あー、二巻にとりかかる前に打ち切り決定だったのか。うーん、熱血青春物語という謳い文句通り、実際熱い物語で若い連中が一つの目標に向かって打ち込む、というのは部活もの、スポーツものっぽくてよかったし、手に汗握る面白さだったと思うんだけれど、いかんせんダンジョン競技というもの自体がしっくり馴染まなかったんですよね。野球に合わえて見立てているポディションだのも、何が野球と共通しているのかよくわかんなかったですし。ウェブ版は読んでないのでどうなってるかわかんないのですが、少なくとも一巻でもこの二巻でも、最大の盛り上がりどころは試合じゃないガチでの実戦でのダンジョン攻略戦であって、競技としてのダンジョン攻略は結局見どころらしい見どころを描けないまま終わってしまっている、という点に尽きるんじゃないでしょうか。基幹となる設定がうまく使えてなかった、という感があってはなあ。
むしろ、試合じゃないガチのダンジョン攻略戦がちゃんと面白かった分、変に捻らずに競技にするにしても野球なんかに引っ掛けない通常のダンジョン攻略にまつわる競技にすればよかったのに、と思っちゃったもんなあ。

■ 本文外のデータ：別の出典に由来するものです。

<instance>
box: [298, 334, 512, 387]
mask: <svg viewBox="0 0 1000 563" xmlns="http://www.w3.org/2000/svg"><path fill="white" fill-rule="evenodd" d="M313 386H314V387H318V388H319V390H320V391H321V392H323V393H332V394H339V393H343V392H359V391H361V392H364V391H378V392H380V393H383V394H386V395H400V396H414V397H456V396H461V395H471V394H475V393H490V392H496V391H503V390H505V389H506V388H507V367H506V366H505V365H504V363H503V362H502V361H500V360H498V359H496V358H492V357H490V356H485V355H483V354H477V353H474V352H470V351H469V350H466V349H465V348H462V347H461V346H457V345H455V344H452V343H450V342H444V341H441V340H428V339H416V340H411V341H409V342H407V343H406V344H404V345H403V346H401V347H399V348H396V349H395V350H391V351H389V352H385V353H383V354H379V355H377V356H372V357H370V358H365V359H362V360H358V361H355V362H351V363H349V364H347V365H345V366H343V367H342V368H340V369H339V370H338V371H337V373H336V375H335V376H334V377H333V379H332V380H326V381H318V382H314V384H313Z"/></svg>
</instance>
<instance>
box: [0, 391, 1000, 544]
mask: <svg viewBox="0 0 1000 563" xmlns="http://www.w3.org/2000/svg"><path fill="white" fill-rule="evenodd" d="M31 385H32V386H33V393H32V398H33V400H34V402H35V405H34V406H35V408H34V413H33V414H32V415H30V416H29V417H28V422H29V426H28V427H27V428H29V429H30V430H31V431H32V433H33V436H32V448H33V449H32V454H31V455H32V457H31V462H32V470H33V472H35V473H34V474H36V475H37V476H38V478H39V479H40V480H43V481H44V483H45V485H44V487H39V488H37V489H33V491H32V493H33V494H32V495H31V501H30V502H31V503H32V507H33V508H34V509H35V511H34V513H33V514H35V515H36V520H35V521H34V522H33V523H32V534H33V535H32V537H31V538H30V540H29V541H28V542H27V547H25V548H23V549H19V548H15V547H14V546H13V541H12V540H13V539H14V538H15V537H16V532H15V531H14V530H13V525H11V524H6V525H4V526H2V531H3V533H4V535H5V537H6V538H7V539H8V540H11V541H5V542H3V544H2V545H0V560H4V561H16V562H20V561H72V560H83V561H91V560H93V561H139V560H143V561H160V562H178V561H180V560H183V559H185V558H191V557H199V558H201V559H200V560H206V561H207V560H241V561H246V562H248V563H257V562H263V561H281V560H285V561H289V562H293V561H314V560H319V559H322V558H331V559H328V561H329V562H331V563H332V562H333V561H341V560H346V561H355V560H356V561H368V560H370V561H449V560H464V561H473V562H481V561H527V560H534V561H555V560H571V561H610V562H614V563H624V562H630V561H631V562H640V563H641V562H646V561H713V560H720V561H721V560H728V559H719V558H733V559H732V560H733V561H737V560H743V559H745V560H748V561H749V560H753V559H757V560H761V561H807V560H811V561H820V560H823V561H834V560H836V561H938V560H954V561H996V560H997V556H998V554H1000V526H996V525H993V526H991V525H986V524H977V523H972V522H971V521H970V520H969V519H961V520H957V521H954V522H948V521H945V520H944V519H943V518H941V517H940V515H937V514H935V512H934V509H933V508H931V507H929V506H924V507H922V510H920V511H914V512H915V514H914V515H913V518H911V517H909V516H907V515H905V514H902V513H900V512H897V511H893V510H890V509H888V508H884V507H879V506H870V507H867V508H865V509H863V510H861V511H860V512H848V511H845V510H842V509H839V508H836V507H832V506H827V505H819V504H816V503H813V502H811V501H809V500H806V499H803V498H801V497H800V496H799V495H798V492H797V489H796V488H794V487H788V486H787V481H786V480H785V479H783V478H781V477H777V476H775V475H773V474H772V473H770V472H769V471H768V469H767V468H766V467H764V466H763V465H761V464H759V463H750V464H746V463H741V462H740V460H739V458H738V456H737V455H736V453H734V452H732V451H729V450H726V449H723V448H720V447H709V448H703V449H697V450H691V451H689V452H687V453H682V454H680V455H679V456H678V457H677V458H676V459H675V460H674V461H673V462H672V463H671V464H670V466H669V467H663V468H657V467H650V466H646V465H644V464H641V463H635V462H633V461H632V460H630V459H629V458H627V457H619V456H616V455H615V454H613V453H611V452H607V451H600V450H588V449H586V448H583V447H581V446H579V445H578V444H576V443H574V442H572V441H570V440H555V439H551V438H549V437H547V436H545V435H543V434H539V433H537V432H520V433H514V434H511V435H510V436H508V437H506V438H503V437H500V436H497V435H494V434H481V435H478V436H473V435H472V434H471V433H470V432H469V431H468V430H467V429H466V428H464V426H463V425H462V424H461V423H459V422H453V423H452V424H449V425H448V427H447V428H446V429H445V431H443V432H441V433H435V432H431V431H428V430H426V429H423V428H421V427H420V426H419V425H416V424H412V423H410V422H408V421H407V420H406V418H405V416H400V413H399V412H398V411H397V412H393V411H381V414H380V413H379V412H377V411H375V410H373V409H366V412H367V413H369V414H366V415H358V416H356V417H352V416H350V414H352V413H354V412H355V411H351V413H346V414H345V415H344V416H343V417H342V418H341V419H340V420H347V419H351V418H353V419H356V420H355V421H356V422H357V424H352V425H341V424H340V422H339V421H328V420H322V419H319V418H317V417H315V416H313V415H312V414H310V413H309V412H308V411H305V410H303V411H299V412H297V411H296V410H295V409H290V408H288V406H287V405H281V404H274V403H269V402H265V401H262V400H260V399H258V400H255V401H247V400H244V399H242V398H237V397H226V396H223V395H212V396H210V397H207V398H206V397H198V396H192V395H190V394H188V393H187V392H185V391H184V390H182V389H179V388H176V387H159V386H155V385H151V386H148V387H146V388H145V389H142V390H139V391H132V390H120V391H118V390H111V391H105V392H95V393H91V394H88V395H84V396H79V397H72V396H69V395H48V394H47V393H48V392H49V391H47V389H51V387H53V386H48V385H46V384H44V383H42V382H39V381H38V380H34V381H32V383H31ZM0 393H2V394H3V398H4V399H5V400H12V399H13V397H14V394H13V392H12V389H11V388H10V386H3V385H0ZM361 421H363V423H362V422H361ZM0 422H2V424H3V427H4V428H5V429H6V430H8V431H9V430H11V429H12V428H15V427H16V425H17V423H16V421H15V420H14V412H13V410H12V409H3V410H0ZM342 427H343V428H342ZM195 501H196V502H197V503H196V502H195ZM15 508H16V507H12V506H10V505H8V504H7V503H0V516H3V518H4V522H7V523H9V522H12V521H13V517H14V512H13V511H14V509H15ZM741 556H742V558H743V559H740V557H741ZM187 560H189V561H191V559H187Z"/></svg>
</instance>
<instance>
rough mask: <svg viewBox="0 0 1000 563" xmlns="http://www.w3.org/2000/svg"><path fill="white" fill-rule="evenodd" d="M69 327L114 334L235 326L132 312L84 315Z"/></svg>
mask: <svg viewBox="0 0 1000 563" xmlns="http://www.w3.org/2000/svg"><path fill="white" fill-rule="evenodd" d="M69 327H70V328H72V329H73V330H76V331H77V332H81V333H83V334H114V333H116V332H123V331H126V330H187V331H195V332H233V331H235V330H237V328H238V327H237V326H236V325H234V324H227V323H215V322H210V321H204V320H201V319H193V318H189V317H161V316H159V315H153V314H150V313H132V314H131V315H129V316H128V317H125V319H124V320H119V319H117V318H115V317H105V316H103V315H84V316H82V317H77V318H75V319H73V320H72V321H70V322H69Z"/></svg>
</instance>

ともあれ、今回のお話、最初に読んでいる時は単に休部している優秀らしい幽霊部員をどうやって引き戻すか、という実に部活モノらしいお話かと思って油断していたので、途中から明らかになるヘヴィーすぎる重たい展開にはかなり度肝を抜かれたし。
全然予想だにしていなかったんで、タツマが真相にたどり着いてしまうまでこっちも全然気づかなかったですしねえ。
そして、クライマックスの激戦は見事の一言。作中時間としてはほんの数分にも満たないはずなんだけれど、あれほど濃厚に二転三転する白熱した展開に、激しく上下動する感情の盛り上がりを凝縮して詰め込みまくってましたからね。この手のスピード感をバトルシーンでギュッと詰め込んで描ける描写力は、一つの武器となりますからね。
タツマのみならず、前回からバーン先輩やアイアン先輩といった上級生組の見せ場が熱すぎです。こういう男臭さも希少なんだけれどなあ。
しかしこの作品、カヤやウィリスといった正統派ヒロインよりも、オルタ様やカエデさんみたいなある意味イロモノに類されるような娘たちの方が圧倒的にヒロインとして存在感示しちゃってるのは、面白いなあ。